Herring reiterated her point that had she not received questions from citizens about the lot she never would have contacted Norfolk-Southern in the first place. But Brown once more pointed out that an entirely different group of citizens had urged the Town to keep mum on its use of the property. At that point, Roger Herring had heard as much as he could stand from his seat in the audience.

“The Rufus Joneses of the community!” Roger Herring, a former Council member and husband of the mayor, erupted. Brown told Roger he was speaking out of order, but Herring continued his defense of the mayor.

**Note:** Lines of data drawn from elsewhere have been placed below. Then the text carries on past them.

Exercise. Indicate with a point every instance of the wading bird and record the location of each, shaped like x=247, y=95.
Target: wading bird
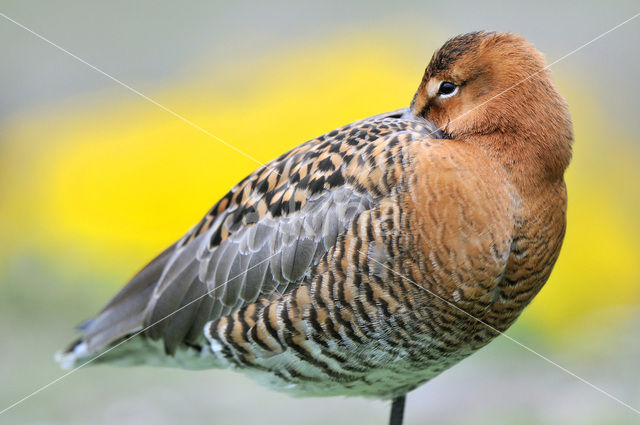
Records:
x=370, y=259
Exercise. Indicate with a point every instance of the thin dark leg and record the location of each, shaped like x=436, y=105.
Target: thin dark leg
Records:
x=397, y=410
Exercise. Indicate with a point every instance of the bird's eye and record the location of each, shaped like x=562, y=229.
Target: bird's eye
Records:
x=447, y=89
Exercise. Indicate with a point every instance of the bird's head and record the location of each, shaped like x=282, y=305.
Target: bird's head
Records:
x=495, y=89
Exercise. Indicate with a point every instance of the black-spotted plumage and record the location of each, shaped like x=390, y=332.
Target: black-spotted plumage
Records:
x=260, y=239
x=370, y=259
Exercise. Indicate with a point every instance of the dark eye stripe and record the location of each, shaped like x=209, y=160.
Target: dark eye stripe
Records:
x=446, y=88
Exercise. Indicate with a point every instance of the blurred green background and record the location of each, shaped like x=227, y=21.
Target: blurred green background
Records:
x=95, y=180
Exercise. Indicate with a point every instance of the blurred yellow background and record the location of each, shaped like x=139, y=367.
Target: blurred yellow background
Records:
x=93, y=185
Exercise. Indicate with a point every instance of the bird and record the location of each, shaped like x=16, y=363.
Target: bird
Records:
x=368, y=260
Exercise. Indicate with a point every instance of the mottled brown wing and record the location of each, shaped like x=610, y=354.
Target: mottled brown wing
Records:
x=257, y=241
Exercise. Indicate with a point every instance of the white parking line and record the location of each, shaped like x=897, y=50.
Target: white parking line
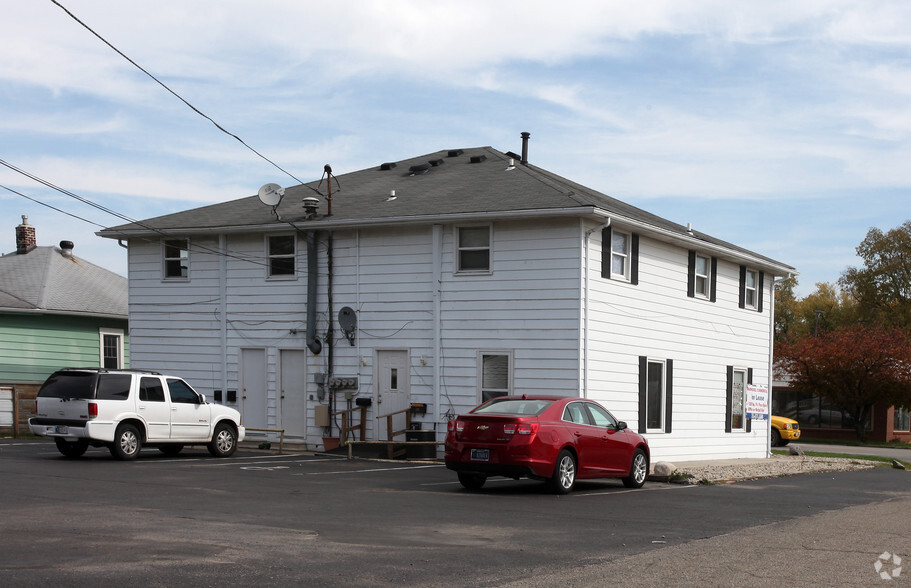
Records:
x=368, y=470
x=647, y=488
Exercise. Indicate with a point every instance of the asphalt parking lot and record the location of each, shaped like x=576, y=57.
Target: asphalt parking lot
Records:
x=326, y=521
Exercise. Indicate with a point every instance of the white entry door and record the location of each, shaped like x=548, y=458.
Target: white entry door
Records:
x=293, y=392
x=393, y=390
x=253, y=387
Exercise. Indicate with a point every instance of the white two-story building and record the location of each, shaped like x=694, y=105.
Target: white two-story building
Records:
x=443, y=280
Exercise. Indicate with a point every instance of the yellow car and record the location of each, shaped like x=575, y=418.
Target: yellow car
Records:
x=784, y=430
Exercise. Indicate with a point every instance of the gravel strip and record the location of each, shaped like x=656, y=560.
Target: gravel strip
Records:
x=777, y=465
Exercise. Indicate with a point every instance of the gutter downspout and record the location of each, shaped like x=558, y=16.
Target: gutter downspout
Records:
x=771, y=359
x=436, y=285
x=223, y=310
x=586, y=309
x=313, y=343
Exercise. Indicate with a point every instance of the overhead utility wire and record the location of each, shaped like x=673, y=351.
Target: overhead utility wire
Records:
x=66, y=192
x=52, y=207
x=179, y=97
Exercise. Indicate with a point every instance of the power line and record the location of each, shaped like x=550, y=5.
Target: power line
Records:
x=66, y=192
x=179, y=97
x=52, y=207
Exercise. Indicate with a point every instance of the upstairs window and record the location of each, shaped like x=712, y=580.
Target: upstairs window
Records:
x=620, y=255
x=751, y=288
x=281, y=254
x=701, y=276
x=496, y=374
x=176, y=259
x=473, y=249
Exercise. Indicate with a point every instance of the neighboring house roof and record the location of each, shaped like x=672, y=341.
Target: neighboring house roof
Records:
x=44, y=280
x=443, y=186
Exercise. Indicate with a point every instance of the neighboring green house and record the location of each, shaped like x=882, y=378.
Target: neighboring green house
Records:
x=56, y=310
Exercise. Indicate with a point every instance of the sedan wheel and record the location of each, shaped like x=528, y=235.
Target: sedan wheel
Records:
x=638, y=470
x=564, y=473
x=127, y=443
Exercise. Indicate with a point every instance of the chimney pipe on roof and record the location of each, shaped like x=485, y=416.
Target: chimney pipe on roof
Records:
x=525, y=136
x=25, y=237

“You don’t do the community organization she does,” Roger Herring said, even as the mayor brought down the gavel. “You (Council) don’t do what you’ve already agreed to do!”

As the mayor attempted to restore order to the small Council chambers, Roger Herring stormed out, slamming the door of the Century House behind him.

“Now, do we need any further discussion on it?” the mayor asked.

“I just wanted to bring it up now,” Brown said, “so the people who are going to be paying for that insurance and paying for that lease when they pay their taxes and their water bills, they know where their money is going and why.”